Long Pants (1927)
4/10
A misguided misfire
21 July 2009
It's debatable whether Frank Capra could have prolonged Harry Langdon's career much further beyond this strange effort had they not split acrimoniously. For my money, there's about thirty minutes of material stretched to twice that length here, and it looks like they were attempting to inject a little shock value to liven things up. It might have worked back in 1926, but there's nothing shocking today in that scene in which Harry unsuccessfully attempts to murder his bride-to-be, just something... creepy. It makes you realise what an effective horror character that pancake-white baby-faced man-child would have made if he had chosen a different genre...

The story is as daft as they come, but there's nothing wrong with that - most comedies from the silent era have fairly nonsensical plots, and it shows an awareness of the vaguely unsettling aspect of Harry's character in that murder sub-plot. But what it lacks are any real laughs to speak of.

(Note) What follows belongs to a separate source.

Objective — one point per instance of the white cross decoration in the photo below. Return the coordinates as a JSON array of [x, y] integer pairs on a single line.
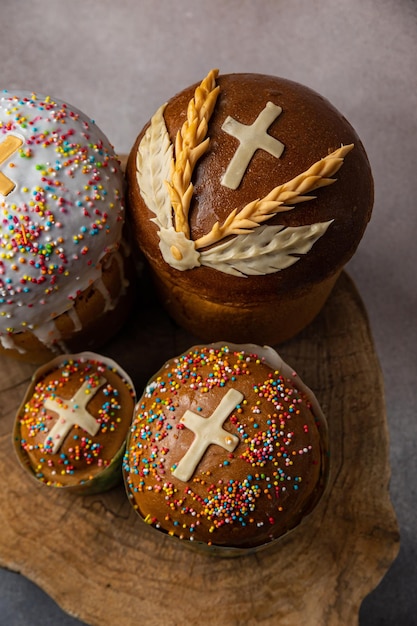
[[208, 430], [72, 412], [7, 148], [251, 138]]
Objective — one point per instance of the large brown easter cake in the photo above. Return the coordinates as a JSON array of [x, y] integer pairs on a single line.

Combine this with a deadly tendency to stretch scenes by repeating the same moves over and over - particularly in that attempted murder scene, and when Harry attempts various tricks to lure what he believes to be a policeman (but which is actually a ventriloquist's dummy) away from the case in which he has hidden the woman he idolises.

Langdon had a few neat tricks, and his hesitant, childlike shyness is initially endearing, but all too soon the appeal wears thin and his material is exposed as the threadbare stuff that it really is.